Every so often, I come back to an online quiz a friend sent me several years ago that allegedly tells you what religion you truly are. I re-take it every time I have a crisis of faith. I've never expected Roman Catholic to be my first match; I love the serenity and beauty of the Catholic Mass, but only up to the point that the priest begins the homily by talking about the horrors of books in public school libraries that teach it's okay if Heather has two mommies. (True story. I know the church's stance on gay marriage, but do we have to attack school libraries while we're at it?) Yet my fairly consistent top-five religious matches make me wonder what, exactly, I am. Unitarian Universalist. Quaker. Buddhist. Even (gasp!) Neo-Pagan and New Age. Bring on the Yanni and Enya, kids. Apparently, I've gone granola.

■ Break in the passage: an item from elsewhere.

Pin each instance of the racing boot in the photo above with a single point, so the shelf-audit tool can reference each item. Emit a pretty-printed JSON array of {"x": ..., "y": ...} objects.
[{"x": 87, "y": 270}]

Sunday night found me reluctantly going to a Vespers service, the first service I've been to since the homily that made me flush red with anger. The kid was asked to be a server, so off we went. It was a lovely service; there was no homily, just call-and-response and prayer and long moments of respectful silence led by the parish's newest priest, a Ugandan man whose speaking voice could bring peace to the Middle East. More of this, I thought, could get me firmly on the Believers side of the room. I like God best when people get out of His way.

And when the elders don't wear masks.

1 comment:

Robert K. said...

I remember that class! Although as someone who did go on to take more philosophy classes, I can tell you that there was a lot less "attacking of faith" and a lot more "dry and boring arguments about theories of truth" so you probably would have been ok.